The NIST webbook provides parameterized models of the enthalpy, entropy and heat capacity of many molecules. In this example, we will examine how to use these to compute the equilibrium constant for the water gas shift reaction $$CO + H_2O \rightleftharpoons CO_2 + H_2$$ in the temperature range of 500K to 1000K.

Parameters are provided for:

Cp = heat capacity (J/mol*K) H = standard enthalpy (kJ/mol) S = standard entropy (J/mol*K)

with models in the form: $$Cp^\circ = A + B*t + C*t^2 + D*t^3 + E/t^2$$

$$H^\circ - H^\circ_{298.15}= A*t + B*t^2/2 + C*t^3/3 + D*t^4/4 - E/t + F - H$$

$$S^\circ = A*ln(t) + B*t + C*t^2/2 + D*t^3/3 - E/(2*t^2) + G$$

where $$t=T/1000$$, and $$T$$ is the temperature in Kelvin.
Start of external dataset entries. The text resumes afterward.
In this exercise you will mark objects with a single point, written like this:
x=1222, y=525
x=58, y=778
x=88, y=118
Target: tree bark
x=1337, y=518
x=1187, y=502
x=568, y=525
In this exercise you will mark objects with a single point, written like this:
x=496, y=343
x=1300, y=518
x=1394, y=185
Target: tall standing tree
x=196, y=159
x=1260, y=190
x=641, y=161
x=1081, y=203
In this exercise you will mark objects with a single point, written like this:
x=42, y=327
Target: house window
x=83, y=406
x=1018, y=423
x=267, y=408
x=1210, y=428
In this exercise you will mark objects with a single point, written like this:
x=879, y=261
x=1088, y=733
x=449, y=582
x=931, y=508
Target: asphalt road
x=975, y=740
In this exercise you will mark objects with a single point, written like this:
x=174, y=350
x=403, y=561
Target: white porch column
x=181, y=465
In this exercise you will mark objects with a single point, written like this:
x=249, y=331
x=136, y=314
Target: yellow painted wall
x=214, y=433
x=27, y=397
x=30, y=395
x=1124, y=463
We can use this data to calculate equilibrium constants in the following manner. First, we have heats of formation at standard state for each compound; for elements, these are zero by definition, and for non-elements, they have values available from the NIST webbook. There are also values for the absolute entropy at standard state. Then, we have an expression for the change in enthalpy from standard state as defined above, as well as the absolute entropy. From these we can derive the reaction enthalpy, free energy and entropy at standard state, as well as at other temperatures.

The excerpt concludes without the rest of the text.